By Meghan McCloskey
Graduation from college presents many exciting possibilities and opportunities for a student. This is the transitional time from being a college student to becoming a member of the working world. However, not all aspects of moving on from college are exciting. The prospect of paying off student loans is often a stressful element of a student’s life after graduation.
Most students enrolled in college at least part time apply for a loan to help them meet the ever-increasing costs of higher education. A large percentage of these students apply for the Federal Stafford Loan. This type of loan is the most popular government-based loan for college students. It is disbursed over two periods of each school year, building up over the four years that a student will attend a university.

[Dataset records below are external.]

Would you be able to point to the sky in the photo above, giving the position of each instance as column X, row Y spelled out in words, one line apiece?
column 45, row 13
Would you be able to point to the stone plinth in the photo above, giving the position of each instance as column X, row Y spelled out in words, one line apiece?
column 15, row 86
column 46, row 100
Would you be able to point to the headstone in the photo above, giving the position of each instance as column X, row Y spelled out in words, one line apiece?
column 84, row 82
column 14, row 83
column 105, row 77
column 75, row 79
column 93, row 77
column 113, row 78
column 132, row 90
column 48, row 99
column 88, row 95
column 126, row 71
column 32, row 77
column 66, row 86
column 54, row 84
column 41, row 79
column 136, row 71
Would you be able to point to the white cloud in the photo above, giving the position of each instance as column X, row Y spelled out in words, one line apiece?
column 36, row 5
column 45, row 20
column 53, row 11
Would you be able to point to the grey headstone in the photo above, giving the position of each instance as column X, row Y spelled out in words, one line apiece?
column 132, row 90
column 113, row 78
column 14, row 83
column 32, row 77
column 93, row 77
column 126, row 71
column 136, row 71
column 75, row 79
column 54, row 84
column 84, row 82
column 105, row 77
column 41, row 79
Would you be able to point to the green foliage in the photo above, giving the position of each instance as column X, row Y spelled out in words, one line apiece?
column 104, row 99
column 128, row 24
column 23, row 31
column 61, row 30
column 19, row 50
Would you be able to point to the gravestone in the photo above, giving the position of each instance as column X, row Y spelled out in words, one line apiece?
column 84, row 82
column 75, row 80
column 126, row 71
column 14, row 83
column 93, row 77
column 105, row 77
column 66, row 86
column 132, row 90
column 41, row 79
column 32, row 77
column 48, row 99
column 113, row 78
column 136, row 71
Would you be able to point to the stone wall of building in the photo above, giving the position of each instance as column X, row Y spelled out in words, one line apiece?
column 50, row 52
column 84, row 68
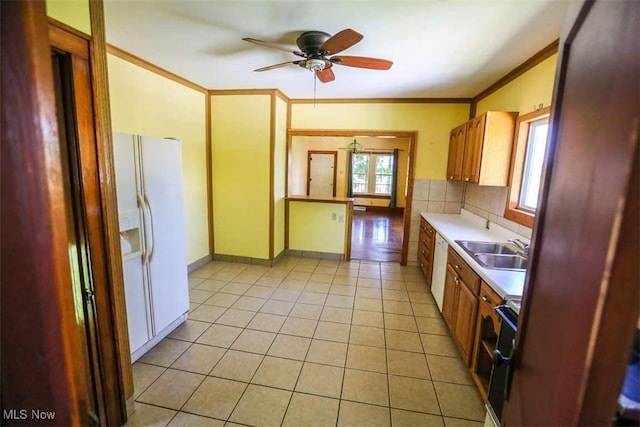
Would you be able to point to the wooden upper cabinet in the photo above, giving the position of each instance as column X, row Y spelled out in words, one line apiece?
column 456, row 152
column 486, row 149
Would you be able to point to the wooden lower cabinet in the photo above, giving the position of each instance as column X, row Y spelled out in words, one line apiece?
column 487, row 329
column 426, row 247
column 460, row 304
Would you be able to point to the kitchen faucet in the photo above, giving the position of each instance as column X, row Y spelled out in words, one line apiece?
column 523, row 246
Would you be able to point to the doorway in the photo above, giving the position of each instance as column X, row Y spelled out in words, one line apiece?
column 321, row 173
column 379, row 232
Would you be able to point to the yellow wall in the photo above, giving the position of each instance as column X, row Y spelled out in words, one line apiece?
column 279, row 175
column 145, row 103
column 300, row 145
column 74, row 13
column 525, row 93
column 311, row 227
column 433, row 122
column 240, row 137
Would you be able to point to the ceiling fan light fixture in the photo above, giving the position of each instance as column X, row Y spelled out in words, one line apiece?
column 315, row 64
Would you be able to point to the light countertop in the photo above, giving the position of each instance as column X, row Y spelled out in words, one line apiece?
column 467, row 226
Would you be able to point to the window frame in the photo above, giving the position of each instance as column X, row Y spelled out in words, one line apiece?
column 371, row 183
column 513, row 210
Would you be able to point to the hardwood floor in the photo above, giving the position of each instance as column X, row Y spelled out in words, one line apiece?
column 376, row 236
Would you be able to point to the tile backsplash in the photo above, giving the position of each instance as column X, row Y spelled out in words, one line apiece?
column 489, row 202
column 441, row 196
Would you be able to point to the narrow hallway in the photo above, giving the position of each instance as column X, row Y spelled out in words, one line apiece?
column 376, row 236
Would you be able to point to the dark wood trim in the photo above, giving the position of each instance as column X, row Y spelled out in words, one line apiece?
column 122, row 54
column 318, row 199
column 209, row 154
column 67, row 29
column 588, row 215
column 335, row 167
column 350, row 132
column 272, row 161
column 349, row 227
column 115, row 333
column 69, row 41
column 409, row 200
column 370, row 196
column 410, row 135
column 39, row 368
column 538, row 57
column 383, row 101
column 277, row 92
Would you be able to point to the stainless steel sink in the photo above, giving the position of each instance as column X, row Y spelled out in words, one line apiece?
column 499, row 256
column 487, row 247
column 503, row 262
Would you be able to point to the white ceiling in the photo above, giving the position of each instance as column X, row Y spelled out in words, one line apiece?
column 440, row 48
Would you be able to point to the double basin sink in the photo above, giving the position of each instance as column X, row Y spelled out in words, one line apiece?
column 499, row 256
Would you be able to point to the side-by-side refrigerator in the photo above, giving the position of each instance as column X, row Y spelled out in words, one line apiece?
column 152, row 236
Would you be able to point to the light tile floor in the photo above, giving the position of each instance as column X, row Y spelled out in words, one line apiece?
column 307, row 342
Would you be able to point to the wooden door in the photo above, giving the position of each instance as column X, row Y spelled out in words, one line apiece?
column 581, row 301
column 456, row 152
column 40, row 342
column 321, row 173
column 473, row 149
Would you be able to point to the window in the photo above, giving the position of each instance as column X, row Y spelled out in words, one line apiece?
column 526, row 166
column 372, row 173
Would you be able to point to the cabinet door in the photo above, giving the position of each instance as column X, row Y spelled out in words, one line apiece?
column 473, row 149
column 456, row 153
column 467, row 310
column 449, row 299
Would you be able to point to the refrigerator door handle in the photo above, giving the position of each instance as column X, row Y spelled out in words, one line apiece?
column 146, row 199
column 142, row 206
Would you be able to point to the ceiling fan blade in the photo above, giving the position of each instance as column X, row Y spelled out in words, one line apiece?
column 340, row 41
column 272, row 67
column 273, row 46
column 326, row 75
column 362, row 62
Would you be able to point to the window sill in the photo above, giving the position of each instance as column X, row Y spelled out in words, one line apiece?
column 521, row 217
column 371, row 196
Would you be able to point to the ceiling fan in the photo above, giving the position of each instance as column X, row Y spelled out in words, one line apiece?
column 317, row 48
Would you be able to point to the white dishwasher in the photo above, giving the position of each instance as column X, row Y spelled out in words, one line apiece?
column 439, row 269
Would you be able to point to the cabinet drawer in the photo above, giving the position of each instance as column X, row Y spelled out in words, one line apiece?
column 489, row 296
column 469, row 277
column 427, row 234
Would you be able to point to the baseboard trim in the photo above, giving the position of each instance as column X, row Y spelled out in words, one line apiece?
column 314, row 254
column 198, row 263
column 248, row 260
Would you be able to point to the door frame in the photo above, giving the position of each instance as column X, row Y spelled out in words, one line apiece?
column 411, row 136
column 335, row 165
column 104, row 363
column 38, row 310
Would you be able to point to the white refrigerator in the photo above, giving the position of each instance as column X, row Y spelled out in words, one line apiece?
column 152, row 236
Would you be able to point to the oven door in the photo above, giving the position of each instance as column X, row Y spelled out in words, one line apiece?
column 501, row 374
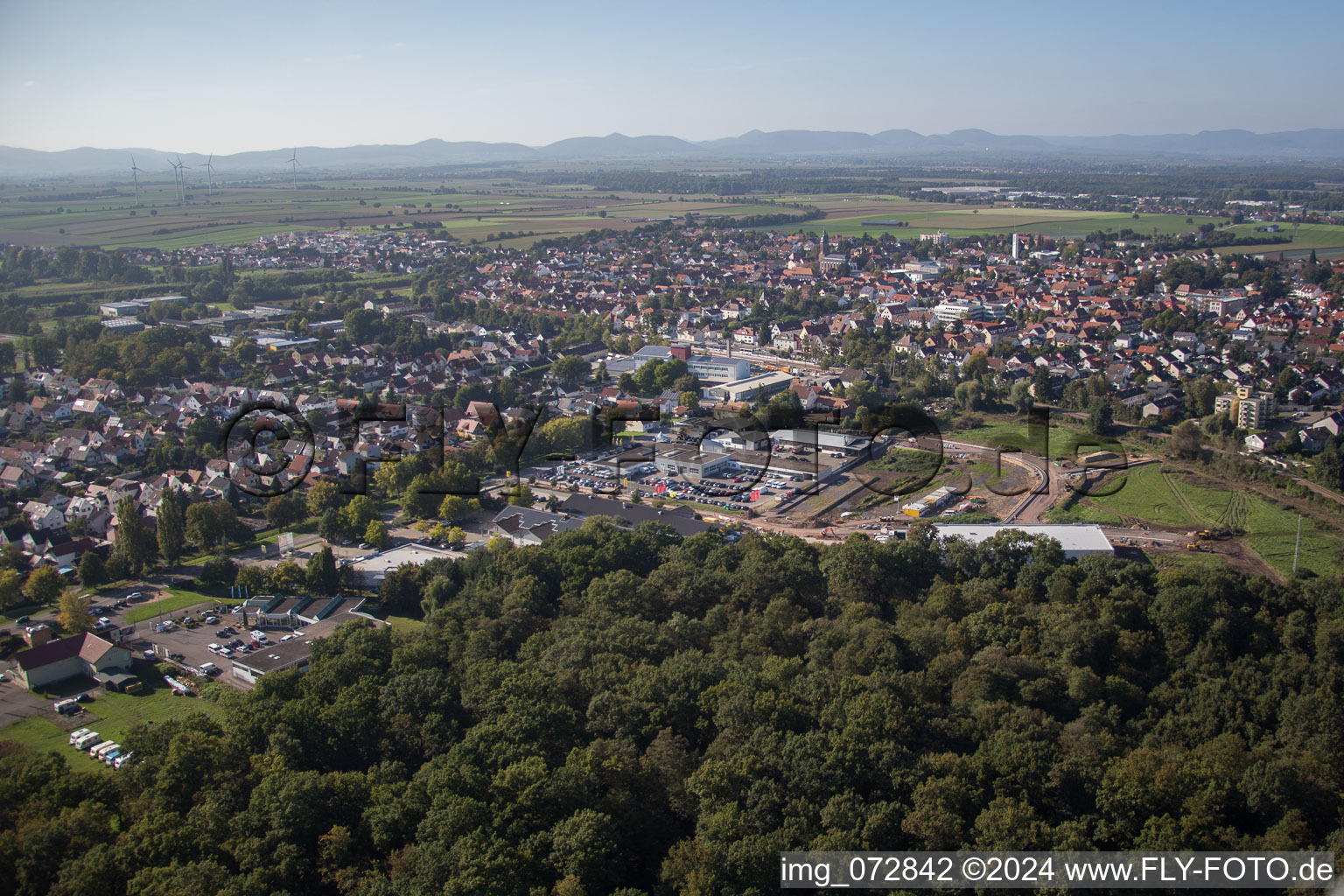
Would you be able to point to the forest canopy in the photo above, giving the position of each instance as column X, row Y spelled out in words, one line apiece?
column 628, row 712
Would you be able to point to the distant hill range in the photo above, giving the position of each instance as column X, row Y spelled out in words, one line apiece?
column 754, row 145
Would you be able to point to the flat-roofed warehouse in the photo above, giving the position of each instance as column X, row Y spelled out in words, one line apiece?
column 1077, row 540
column 375, row 567
column 689, row 461
column 761, row 384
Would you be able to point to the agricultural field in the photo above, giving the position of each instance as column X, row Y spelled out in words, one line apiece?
column 105, row 214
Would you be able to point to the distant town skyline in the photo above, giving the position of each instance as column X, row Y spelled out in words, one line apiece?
column 252, row 77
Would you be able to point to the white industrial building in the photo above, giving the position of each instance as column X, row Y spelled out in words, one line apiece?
column 1077, row 540
column 750, row 388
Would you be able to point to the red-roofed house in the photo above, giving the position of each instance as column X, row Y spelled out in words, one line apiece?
column 80, row 654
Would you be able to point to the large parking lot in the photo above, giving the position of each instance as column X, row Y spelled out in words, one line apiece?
column 188, row 645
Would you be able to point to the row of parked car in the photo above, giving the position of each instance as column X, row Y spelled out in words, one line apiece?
column 105, row 751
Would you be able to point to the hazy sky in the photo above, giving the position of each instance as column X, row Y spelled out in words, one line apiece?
column 228, row 77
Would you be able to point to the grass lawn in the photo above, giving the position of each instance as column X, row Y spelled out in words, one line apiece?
column 176, row 599
column 1074, row 511
column 1060, row 442
column 1163, row 499
column 405, row 624
column 112, row 715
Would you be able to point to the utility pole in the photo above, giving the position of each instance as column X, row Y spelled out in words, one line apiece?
column 1298, row 544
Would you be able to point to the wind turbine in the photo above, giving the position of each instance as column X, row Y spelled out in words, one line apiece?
column 176, row 178
column 135, row 175
column 182, row 165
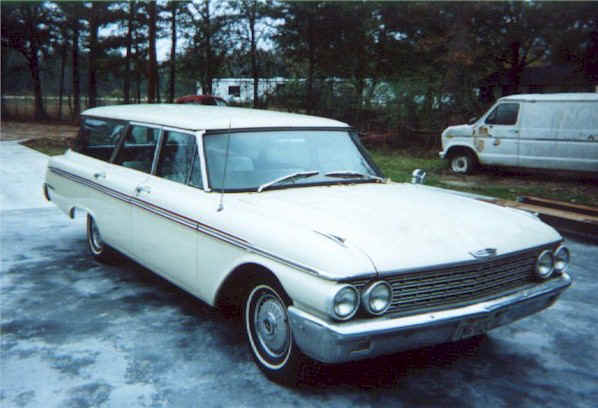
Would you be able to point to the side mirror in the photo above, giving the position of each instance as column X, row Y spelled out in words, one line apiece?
column 418, row 176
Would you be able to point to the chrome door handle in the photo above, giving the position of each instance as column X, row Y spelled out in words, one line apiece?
column 141, row 189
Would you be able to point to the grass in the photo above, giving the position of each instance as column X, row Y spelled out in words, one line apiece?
column 493, row 182
column 398, row 165
column 51, row 147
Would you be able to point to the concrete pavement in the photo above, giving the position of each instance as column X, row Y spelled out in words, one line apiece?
column 76, row 333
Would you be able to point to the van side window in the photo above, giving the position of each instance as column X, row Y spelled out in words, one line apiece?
column 139, row 148
column 176, row 156
column 503, row 114
column 98, row 137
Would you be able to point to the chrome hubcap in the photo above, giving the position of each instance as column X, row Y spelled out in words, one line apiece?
column 271, row 325
column 459, row 164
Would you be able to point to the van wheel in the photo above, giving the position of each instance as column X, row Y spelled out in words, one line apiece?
column 269, row 333
column 96, row 245
column 462, row 162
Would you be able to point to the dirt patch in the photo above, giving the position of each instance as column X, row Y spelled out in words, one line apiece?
column 24, row 130
column 564, row 186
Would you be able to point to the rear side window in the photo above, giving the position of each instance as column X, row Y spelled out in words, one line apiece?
column 139, row 148
column 98, row 137
column 176, row 156
column 503, row 114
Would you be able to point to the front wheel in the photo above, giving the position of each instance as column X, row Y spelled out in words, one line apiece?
column 269, row 333
column 462, row 162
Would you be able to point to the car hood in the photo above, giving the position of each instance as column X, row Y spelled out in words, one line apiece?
column 402, row 226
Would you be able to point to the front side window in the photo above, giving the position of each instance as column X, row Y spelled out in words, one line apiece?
column 98, row 137
column 176, row 156
column 244, row 161
column 138, row 149
column 503, row 114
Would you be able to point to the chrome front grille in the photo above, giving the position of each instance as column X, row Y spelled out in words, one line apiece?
column 420, row 291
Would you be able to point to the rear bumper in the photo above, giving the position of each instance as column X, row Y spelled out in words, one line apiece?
column 336, row 342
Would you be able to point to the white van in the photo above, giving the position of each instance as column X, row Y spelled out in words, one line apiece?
column 545, row 131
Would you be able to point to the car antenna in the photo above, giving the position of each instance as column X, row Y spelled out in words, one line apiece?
column 221, row 204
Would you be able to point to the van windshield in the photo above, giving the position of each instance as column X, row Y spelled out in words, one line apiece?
column 255, row 160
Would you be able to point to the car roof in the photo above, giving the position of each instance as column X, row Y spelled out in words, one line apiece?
column 556, row 97
column 197, row 98
column 202, row 117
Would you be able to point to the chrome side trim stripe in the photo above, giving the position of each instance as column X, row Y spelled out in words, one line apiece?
column 191, row 223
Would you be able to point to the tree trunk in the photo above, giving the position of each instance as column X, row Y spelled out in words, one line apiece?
column 63, row 55
column 209, row 55
column 516, row 68
column 311, row 62
column 127, row 73
column 252, row 18
column 76, row 81
column 39, row 112
column 171, row 82
column 92, row 88
column 152, row 77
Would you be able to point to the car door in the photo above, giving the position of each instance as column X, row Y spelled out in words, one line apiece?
column 125, row 177
column 165, row 234
column 97, row 142
column 496, row 138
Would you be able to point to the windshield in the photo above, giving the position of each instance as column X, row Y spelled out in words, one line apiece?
column 248, row 160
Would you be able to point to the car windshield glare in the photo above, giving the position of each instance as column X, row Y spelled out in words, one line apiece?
column 244, row 161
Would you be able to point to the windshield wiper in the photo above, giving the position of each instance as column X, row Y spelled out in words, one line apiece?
column 352, row 174
column 300, row 174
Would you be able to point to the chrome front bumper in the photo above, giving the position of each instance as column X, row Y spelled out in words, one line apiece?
column 336, row 342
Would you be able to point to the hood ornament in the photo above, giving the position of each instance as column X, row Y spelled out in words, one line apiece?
column 484, row 253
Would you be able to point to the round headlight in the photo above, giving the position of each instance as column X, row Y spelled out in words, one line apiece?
column 377, row 297
column 561, row 259
column 345, row 302
column 545, row 264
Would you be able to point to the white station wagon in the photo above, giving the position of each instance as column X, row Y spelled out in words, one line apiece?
column 287, row 219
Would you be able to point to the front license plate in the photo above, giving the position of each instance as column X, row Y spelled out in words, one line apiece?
column 473, row 327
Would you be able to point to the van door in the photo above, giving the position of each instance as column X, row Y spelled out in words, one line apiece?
column 559, row 135
column 496, row 138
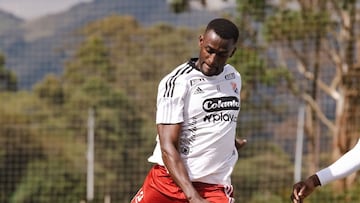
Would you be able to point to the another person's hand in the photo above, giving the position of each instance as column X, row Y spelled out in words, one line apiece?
column 303, row 189
column 239, row 143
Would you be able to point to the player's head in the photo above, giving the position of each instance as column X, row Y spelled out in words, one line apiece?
column 217, row 44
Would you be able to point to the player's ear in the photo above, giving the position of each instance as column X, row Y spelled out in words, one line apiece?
column 201, row 40
column 233, row 51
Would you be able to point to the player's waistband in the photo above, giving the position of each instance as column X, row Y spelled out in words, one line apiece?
column 162, row 181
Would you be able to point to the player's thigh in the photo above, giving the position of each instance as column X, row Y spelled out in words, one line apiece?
column 150, row 195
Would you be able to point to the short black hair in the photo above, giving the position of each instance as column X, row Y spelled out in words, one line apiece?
column 224, row 28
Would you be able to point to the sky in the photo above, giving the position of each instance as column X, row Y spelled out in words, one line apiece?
column 32, row 9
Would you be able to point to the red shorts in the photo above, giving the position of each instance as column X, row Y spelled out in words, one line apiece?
column 159, row 187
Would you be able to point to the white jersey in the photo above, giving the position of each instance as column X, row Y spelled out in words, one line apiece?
column 207, row 108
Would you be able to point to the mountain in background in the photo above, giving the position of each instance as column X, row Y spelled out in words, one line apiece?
column 36, row 48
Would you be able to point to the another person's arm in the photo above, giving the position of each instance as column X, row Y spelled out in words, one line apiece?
column 344, row 166
column 169, row 138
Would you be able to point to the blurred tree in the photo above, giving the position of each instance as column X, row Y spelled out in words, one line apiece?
column 8, row 80
column 306, row 37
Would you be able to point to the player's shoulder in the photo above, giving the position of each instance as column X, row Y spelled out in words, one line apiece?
column 230, row 72
column 180, row 73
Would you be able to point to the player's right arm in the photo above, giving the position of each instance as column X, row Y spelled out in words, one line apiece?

After graduating, students have a period of time, known as the “grace period,” before they must begin to repay the loan. For most loans, the period is six months long. Once the grace period is over, the loan must be paid off in about ten years. Monthly payments are based on the amount of debt and the length of the repayment period.
Unfortunately, many students run into problems when it comes time to repay their loans. Often, the cost of loan payments is overwhelming due to the loan total and the added interest rate. In addition, many students have acquired additional debt through alternative loans that were used to cover the costs that were not met with the Stafford Loan.
If a loan payment is neglected, a student could default on their loan. Defaulting has severe consequences. It is very important that the loan is paid properly and on time. The current default rate for students is 5.2 per cent. This is a relatively low percentage according to the Department of Education and Federal Student Aid. However, punishment for the students in this percentile can result in added interest to the loan, damaged credit, deduction from a paycheck, and ineligibility for future student aid.
There are options for students who cannot make payments right away. In this case, a deferment can be requested and approved by the loan provider. A deferment is a temporary suspension of a loan payment for certain situations. Deferments are not for everybody; in order to receive one, the student must be re-enrolled in school, unemployed, or going through a tough time economically. It is usually difficult to be approved for a deferment. Furthermore, loans that are unsubsidized still collect interest over a deferment period.
A student struggling to pay their loan can also seek forbearance on a loan. Forbearance is a temporary reduction of payments for a set period of time. The student must be going through financial difficulty in order to receive this.
Not all aspects of life for a newly graduated student are appealing. Paying off student loans becomes a part of life and must be dealt with shortly after graduation. Taking care of a student loan after graduating is one of the first signs that a student has crossed the threshold into the real world. It is one of the first tests of responsibility, but certainly not be last.